- Born: 1959 (age 66–67) Missouri, U.S.
- Education: Michigan State University (B.S., 1981); Harvard University (Ph.D., 1988)
- Scientific career
- Fields: Biochemistry, Synthetic biology
- Workplaces: University of Texas at Austin; Indiana University Bloomington
- Doctoral advisor: Stephen C. Harrison

= Andrew D. Ellington =

American biochemist and synthetic biologist

Andrew D. Ellington (born 1959) is an American biochemist and synthetic biologist who is a professor at the University of Texas at Austin. He holds the Wilson M. and Kathryn Fraser Professorship in Biochemistry at UT Austin and was selected as a Howard Hughes Medical Institute (HHMI) Professor in 2017. Ellington is best known for his work on in vitro selection techniques and is credited with coining the term "aptamer" to describe nucleic acid molecules that bind specific targets.
His laboratory's research spans directed evolution, nucleic acid engineering, and synthetic biology, including the development of aptamers, ribozymes, and diagnostic biosensors.

== Early life and education ==
Ellington was born in 1959 in Missouri. He developed an early interest in science and went on to attend Michigan State University, where he earned a B.S. in biochemistry in 1981. He then pursued graduate studies at Harvard University, receiving his Ph.D. in biochemistry and molecular biology in 1988. During his Ph.D., he worked with chemist Steven A. Benner on theories of molecular evolution. Following graduate school, Ellington carried out postdoctoral research in Szostak's lab at Massachusetts General Hospital/Harvard Medical School, where he performed the experiments that led to the discovery of aptamers via in vitro selection techniques.

== Career ==
In 1992, Ellington began his independent academic career as a faculty member in the Department of Chemistry at Indiana University Bloomington, where he continued to develop methods for the selection of functional nucleic acids. He moved to the University of Texas at Austin in 1998 as an associate professor of chemistry and biochemistry. At UT Austin, he was later promoted to full professor and named the Fraser Professor of Biochemistry. He also became a founding member of the university's Center for Systems and Synthetic Biology. In 2017, Ellington was one of fourteen scientists nationwide selected by HHMI to receive an HHMI Professors award aimed at improving undergraduate science education.

Beyond his academic roles, Ellington has been active in translating his research into practice. He has co-founded biotechnology companies, including Archemix and B^{3} Biosciences, to commercialize aptamer technologies and other applications of synthetic biology. He has also collaborated with industry and defense agencies; for example, he worked with an Austin-based startup, Paratus Diagnostics, to develop portable diagnostic devices for detecting diseases from saliva or urine samples.

== Research and contributions ==
Ellington's research integrates directed evolution and synthetic biology to engineer functional biopolymers and organisms. Early in his career, working with Jack Szostak, he pioneered methods to evolve RNA molecules that bind specific ligands from random sequences. In a significant 1990 paper, Ellington and Szostak demonstrated the in vitro selection of RNA aptamers (a term they introduced) that could specifically bind to organic dyes.

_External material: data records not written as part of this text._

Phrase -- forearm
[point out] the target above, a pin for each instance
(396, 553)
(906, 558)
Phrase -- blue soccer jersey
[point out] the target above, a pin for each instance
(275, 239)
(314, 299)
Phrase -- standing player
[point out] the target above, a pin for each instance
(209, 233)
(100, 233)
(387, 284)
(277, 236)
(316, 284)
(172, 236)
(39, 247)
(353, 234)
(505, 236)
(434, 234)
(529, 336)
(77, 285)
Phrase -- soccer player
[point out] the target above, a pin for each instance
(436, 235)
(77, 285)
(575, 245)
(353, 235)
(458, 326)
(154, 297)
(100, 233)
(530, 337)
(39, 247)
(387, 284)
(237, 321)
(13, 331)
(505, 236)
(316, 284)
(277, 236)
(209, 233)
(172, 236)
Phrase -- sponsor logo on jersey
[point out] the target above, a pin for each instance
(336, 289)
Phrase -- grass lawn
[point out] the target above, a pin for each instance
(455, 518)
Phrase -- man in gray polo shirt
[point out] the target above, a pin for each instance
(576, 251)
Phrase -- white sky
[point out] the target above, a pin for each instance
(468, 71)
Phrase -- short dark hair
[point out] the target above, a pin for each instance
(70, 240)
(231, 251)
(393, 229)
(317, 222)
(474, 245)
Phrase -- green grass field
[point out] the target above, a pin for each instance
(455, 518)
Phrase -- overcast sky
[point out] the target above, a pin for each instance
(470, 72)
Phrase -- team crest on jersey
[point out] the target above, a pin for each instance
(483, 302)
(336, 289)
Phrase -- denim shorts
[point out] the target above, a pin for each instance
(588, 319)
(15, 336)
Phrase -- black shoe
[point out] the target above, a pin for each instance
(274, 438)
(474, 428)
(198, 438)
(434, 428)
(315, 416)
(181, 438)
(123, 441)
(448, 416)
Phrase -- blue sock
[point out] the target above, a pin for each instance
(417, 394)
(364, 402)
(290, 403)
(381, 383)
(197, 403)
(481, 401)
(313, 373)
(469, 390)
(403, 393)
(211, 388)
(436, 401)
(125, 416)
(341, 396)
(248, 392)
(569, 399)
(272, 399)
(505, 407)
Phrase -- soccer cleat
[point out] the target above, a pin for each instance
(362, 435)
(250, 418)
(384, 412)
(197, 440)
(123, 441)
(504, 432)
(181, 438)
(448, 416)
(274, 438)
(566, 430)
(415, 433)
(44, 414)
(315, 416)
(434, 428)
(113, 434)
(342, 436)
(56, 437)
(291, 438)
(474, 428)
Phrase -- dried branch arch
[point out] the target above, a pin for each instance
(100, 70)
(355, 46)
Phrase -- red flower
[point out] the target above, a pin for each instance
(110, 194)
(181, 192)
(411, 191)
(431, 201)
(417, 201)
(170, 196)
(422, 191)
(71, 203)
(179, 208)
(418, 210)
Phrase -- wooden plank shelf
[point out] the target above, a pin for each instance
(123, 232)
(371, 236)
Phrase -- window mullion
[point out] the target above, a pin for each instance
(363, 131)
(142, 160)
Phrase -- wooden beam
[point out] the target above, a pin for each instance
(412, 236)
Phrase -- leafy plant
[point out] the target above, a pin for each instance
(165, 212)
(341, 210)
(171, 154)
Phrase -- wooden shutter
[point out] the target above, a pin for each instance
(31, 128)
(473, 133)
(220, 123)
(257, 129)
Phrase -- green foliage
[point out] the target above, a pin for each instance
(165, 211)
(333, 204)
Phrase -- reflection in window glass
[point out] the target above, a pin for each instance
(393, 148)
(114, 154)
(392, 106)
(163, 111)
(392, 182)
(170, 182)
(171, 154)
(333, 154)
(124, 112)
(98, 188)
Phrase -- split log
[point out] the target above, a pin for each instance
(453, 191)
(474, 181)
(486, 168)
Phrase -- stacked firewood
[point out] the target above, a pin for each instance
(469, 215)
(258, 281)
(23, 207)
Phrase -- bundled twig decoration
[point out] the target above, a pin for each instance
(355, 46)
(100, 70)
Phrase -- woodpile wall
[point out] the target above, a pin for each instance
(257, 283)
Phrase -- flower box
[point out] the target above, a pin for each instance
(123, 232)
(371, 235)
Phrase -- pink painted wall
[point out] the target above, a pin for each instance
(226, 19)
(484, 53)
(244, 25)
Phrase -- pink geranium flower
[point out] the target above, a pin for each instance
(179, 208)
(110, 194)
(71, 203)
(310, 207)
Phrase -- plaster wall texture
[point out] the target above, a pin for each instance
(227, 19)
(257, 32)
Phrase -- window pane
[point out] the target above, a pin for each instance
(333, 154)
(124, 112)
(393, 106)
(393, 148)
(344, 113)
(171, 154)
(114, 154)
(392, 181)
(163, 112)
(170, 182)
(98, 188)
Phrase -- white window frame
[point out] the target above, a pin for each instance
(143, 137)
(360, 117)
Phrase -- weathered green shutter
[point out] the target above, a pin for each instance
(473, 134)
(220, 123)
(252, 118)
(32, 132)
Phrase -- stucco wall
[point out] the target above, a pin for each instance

Building on aptamer technology, Ellington's laboratory has also developed allosteric ribozymes (aptazymes) that act as molecular switches, offering potential applications in genetic circuitry and biosensing. His work has extended to evolving enzymes with enhanced stability and novel functions and engineering microorganisms with expanded genetic codes (e.g., "unColi"), paving the way for the production of proteins with novel properties.

An application of Ellington's research is in the development of point-of-care diagnostic devices. His lab has created low-cost, paper-based diagnostic tests for infectious diseases such as Ebola and multidrug-resistant tuberculosis, employing engineered nucleic acid circuits that generate a visible color change upon target detection.

Throughout his career, Ellington has published over 200 research articles and holds numerous patents related to aptamer selection methods, biosensors, and synthetic biology technologies.

== Awards and honors ==
- Office of Naval Research Young Investigator Award – Recognized early in his career for his contributions to nucleic acid biochemistry and synthetic biology.
- Pew Scholars Program in the Biomedical Sciences – Named a Pew Scholar in 1994, acknowledging his potential in biomedical research.
- Cottrell Scholar Award – Awarded for excellence in research and teaching in chemistry.
- American Foundation for AIDS Research Scholar Award – Recognized for contributions to HIV/AIDS-related research.
- National Security Science and Engineering Faculty Fellowship – Awarded in 2010 by the U.S. Department of Defense for innovative research in synthetic biology.
- Fellow of the American Association for the Advancement of Science (AAAS) – Elected in 2012 for his innovative contributions to aptamer and synthetic biology research.
- Fellow of the American Academy of Microbiology – Elected in 2014, in recognition of his excellence in microbiological sciences.
- Howard Hughes Medical Institute Professor – Selected as an HHMI Professor in 2017, in recognition of both his research achievements and his contributions to undergraduate science education.